1

I am learning Spark, I have below xml from which I want to read 2 values and create two different columns

<appRoot>
    <applist>
      <app type="test">
        <code>8.52544</code>
      </app>
      <app type="dev">
        <code>8.52537</code>
      </app>
    </applist>
</appRoot>

I want

if type="test" then it should set the value (i.e. 8.52544) in new column "app_test" and

if type="dev" then it should set the value (i.e. 8.52537) in new column "app_dev"

I tried below

df.select(
functions.when($"applist.app._type" === "test", $"applist.app.code").as("app_test"),
functions.when($"applist.app._type" === "dev", $"applist.app.code").as("app_dev"))

but it returns

app_test with value [8.52544, 8.52537]
app_dev with value [8.52544, 8.52537]

How can i differentiate while setting the value to the column?

Update:

val df = spark.read
      .format("com.databricks.spark.xml")
      .option("rootTag", "appRoot")
      .option("rowTag", "applist")
      .load("test.xml")

    df.printSchema()



root
 |-- app: array (nullable = true)
 |    |-- element: struct (containsNull = true)
 |    |    |-- _type: string (nullable = true)
 |    |    |-- code: double (nullable = true)
mck
  • 40,932
  • 13
  • 35
  • 50
happy
  • 2,550
  • 17
  • 64
  • 109
  • @vaquarkhan FYI, I have not downvoted your answer and if you check my first version of question, it was always to fetch value from an array type column into two separate columns. – happy Sep 21 '20 at 16:53
  • I am happy you got your answer :) – vaquar khan Sep 21 '20 at 17:06

2 Answers2

1

Using map_from_entries the array can be transformed into a map using _type as keys and code as values. Then the map can be used to create the two new columns.
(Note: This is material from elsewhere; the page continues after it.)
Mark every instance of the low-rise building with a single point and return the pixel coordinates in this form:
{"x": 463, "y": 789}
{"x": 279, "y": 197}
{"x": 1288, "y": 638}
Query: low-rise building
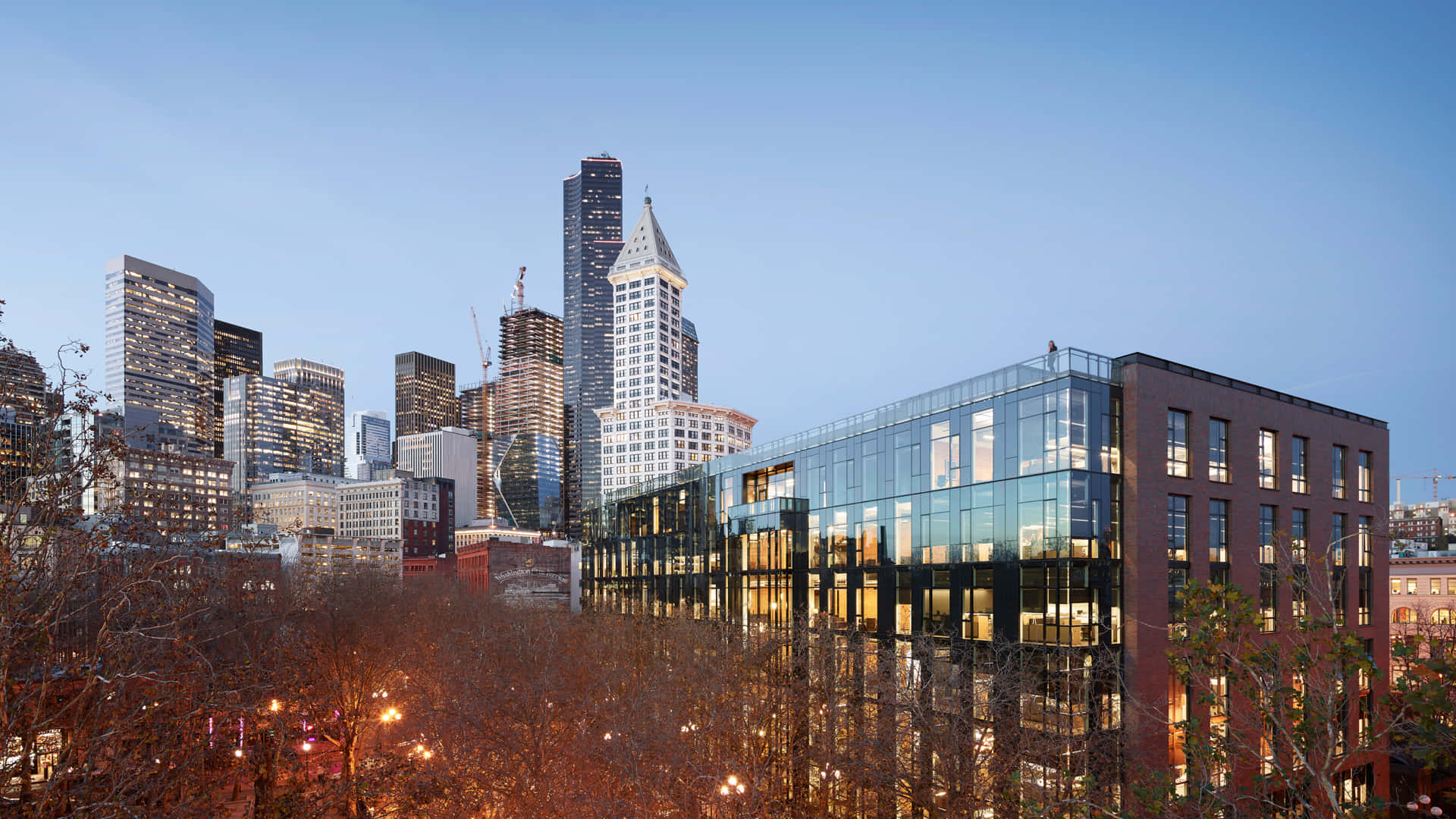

val df = spark.read.format("com.databricks.spark.xml")
   .option("rootTag", "appRoot").option("rowTag","applist")
   .load(...)

df.withColumn("map", map_from_entries('app))
   .withColumn("app_test", 'map("test"))
   .withColumn("app_dev", 'map("dev"))
   .drop('map)
   .show(false)

prints (with some additional test data)

+--------------------------------------------+--------+-------+
|app                                         |app_test|app_dev|
+--------------------------------------------+--------+-------+
|[[test, 8.52544], [dev, 8.52537], [x, 1.23]]|8.52544 |8.52537|
|[[test, 1.2], [dev, 3.4], [X, 9.9]]         |1.2     |3.4    |
|[[dev, -5.6], [Z, -12.9]]                   |null    |-5.6   |
+--------------------------------------------+--------+-------+
werner
  • 13,518
  • 6
  • 30
  • 45
  • What did you specify in the rootTag and rowTag for reading the XML? Since specifying rowTag as applist gets only single row input even if the xml contains multiple app tags. – Shrey Jakhmola Sep 22 '20 at 11:33
  • 1
    @ShreyJakhmola I have added the code for loading the xml. In my example xml file [here](https://pastebin.com/u3ccpxXY), I have added multiple `applist` entries to produce the additional rows. But you can savely ignore these additional lines if you don't need them – werner Sep 22 '20 at 19:47
0

You can do this by:

Read the data into a dataframe.

val df = spark.read.format("com.databricks.spark.xml").option("rootTag", "appRoot").option("rowTag","applist").load("/home/shrey/Downloads/mydoc.xml")
df.printSchema()
df.show()

enter image description here

Finally, you can select the appropriate columns in when condition by exploding the array:

df.select(explode($"app").as("app")).select(functions.when($"app._type" === "test", $"app.code").as("app_test"),functions.when($"app._type" === "dev", $"app.code").as("app_dev")).show(false)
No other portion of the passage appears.